You’ve taken the plunge and married your best friend. Now it’s time to take the relationship one step further and figure out how you’ll manage finances as a couple. Couples can manage money in three main ways – separately, jointly or through a combination of separate and joint accounts. Here are a few tips for each option to help you figure out what will work best for you.
Many couples elect to keep separate accounts in their relationship because they are used to managing their own finances. When a couple decides to marry, or move in together they must navigate income differences and debts. Keeping money separate can help avoid conflict because each person has full control over their funds and spending, but the downside is that separate accounts will hurt investment potential and will require the most discussion about who pays for what. If you do go the separate account route, it’s important to make an agreement about how shared bills will be split and to make a budget for household expenses. Creating a spreadsheet to track expenditures is very helpful.
If you want to simplify your money management, having joint accounts is the best option. It’s easy to track spending and budgeting on financial software like Mint, and you won’t have to worry about dividing resources and financial responsibilities. The downside for some couples is that all the spending habits are in the open. If your significant other has an issue with what you are purchasing it can lead to arguments and resentment, especially if one person makes more than the other.

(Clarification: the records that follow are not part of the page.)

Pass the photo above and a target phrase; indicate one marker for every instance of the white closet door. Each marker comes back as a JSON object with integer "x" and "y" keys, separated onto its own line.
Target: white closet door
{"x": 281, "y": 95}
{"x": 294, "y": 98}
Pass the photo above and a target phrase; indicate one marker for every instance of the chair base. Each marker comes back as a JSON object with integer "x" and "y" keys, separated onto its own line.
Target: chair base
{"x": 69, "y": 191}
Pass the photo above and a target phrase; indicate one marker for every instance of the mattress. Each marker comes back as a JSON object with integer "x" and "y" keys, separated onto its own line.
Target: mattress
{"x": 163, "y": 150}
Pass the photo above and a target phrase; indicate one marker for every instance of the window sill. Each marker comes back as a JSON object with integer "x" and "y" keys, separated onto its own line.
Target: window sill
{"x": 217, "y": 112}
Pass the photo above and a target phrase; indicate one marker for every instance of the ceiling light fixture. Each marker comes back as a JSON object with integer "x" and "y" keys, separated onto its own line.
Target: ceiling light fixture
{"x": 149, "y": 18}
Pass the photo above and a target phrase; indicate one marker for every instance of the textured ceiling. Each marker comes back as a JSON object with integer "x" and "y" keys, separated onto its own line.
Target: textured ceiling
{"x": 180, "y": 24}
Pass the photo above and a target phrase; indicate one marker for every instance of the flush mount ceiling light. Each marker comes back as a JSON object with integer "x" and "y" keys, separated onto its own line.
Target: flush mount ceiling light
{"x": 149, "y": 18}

Separate and Joint Accounts
Having joint and separate accounts is a lot more complex way to navigate finances, but it can also help eliminate judgement on spending. The way a multiple account system works is that all the income goes into joint accounts. Bills, savings, debt and retirement are then managed jointly, just like the Joint account option above. But this option also includes private checking accounts for each person. A set amount is transferred to these accounts each month and each person can decide how they want to spend that money. Having both separate and joint accounts allows a couple individual freedom, while still providing an avenue to work together on joint goals and retirement. With this method, you’ll have to keep track of more bank accounts. It may also cause relationship problems if the higher earner feels like they are giving his or her partner an allowance, so be sure to discuss all the pros and cons with your loved one before giving the separate and joint account option a shot.
No matter what financial path you and your significant other take, it’s important to communicate, trust and plan to avoid potential conflict.